The solid angle is then computed as $\Omega^\star=\alpha_{12}+\alpha_{23}+\alpha_{34}+\alpha_{41}$, and the angles are computed using the `atan2` function (that why we do not need normalized vectors!):

$$ \alpha_{ij} = \textrm{atan2}(v_i\cdot v_j,\abs{v_i\times v_j})$$

Final step is to consider the orientation of the two segments, such that the final solid angle is computed as

$$\frac{\Omega}{4\pi} =  \frac{\Omega^\star}{4\pi} \textrm{sign}((r_{34}\times r_{12})\cdot r_{13})$$

with a tolerance in the sign function $\textrm{sign}(x)\{=+1\,\text{if}\,x>\epsilon\,;\,=-1\,\text{if}\,x<-\epsilon\,;\,=0\,\text{else}\}$ to avoid rounding errors.
The double integral is then computed as the sum of solid angles of all segments of one curve againt all segments of the other curve.

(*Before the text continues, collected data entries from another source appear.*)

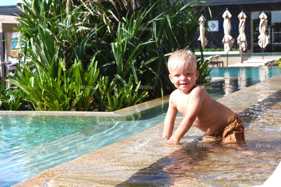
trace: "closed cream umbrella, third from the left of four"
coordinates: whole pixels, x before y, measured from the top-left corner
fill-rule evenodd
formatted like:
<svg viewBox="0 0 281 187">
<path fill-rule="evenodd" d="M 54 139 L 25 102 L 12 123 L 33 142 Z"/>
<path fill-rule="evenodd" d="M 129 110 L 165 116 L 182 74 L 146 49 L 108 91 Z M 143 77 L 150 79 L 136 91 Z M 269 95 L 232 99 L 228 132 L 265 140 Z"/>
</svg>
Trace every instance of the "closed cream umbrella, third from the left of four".
<svg viewBox="0 0 281 187">
<path fill-rule="evenodd" d="M 240 22 L 239 22 L 239 36 L 237 38 L 237 44 L 239 45 L 239 51 L 241 51 L 241 63 L 243 63 L 243 51 L 245 51 L 247 46 L 247 39 L 245 35 L 245 21 L 247 16 L 243 12 L 243 10 L 238 15 L 238 18 Z"/>
</svg>

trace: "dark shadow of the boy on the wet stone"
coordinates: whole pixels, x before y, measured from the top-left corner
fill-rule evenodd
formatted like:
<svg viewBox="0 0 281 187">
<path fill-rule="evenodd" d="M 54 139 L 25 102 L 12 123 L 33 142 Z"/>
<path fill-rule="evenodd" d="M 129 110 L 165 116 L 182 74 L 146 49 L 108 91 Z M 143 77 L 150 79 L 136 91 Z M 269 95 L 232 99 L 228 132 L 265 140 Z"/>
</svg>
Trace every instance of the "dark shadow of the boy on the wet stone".
<svg viewBox="0 0 281 187">
<path fill-rule="evenodd" d="M 198 148 L 194 144 L 186 145 L 174 153 L 158 160 L 152 165 L 140 169 L 127 181 L 117 186 L 167 186 L 174 179 L 191 171 L 198 162 L 206 159 L 206 153 L 210 148 Z"/>
</svg>

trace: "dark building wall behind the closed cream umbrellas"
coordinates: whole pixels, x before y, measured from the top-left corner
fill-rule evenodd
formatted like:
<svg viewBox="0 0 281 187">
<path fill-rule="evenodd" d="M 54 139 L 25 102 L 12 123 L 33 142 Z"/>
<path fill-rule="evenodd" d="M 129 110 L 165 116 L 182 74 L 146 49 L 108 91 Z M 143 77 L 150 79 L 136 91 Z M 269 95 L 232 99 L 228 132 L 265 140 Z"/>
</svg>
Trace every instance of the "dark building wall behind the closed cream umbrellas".
<svg viewBox="0 0 281 187">
<path fill-rule="evenodd" d="M 261 4 L 235 4 L 235 5 L 217 5 L 217 6 L 209 6 L 212 12 L 212 19 L 210 18 L 210 14 L 206 9 L 206 20 L 219 20 L 223 23 L 222 14 L 224 13 L 225 9 L 228 8 L 228 11 L 231 13 L 231 23 L 236 25 L 236 30 L 231 31 L 231 36 L 235 39 L 235 44 L 233 47 L 238 47 L 237 45 L 237 37 L 239 35 L 239 19 L 238 15 L 241 10 L 247 16 L 246 23 L 245 23 L 245 34 L 248 42 L 248 49 L 251 49 L 251 12 L 252 11 L 281 11 L 281 3 L 261 3 Z M 270 20 L 268 20 L 268 24 L 270 24 Z M 207 21 L 205 22 L 207 26 Z M 223 30 L 218 32 L 208 32 L 207 40 L 208 44 L 206 48 L 211 47 L 223 47 L 222 39 L 224 36 Z M 198 35 L 196 35 L 198 38 Z"/>
</svg>

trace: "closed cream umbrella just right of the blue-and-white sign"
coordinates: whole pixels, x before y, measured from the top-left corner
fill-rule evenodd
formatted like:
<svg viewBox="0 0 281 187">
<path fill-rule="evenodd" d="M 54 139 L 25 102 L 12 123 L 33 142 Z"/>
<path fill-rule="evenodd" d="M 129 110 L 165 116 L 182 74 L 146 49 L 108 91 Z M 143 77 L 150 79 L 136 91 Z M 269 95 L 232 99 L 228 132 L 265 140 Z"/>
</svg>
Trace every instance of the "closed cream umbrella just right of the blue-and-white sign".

If both polygon curves coincide, the result is *writhe*. If the two curves do not intersect, the result is their *linking number*.
Arranging the segments of one curve as rows ($i$) of a matrix, and the segments of the other curve as columns ($j$), then for the *linking number*, the solid angle between all segment pairs must be computed.
For *writhe*, the solid angle of the segment pairs $j\!=\!i$ and $j\!=\!i+1$ are zero, and only half of the segment pairs (j>i+1) have to be computed, and the sum is then multiplied by $2$.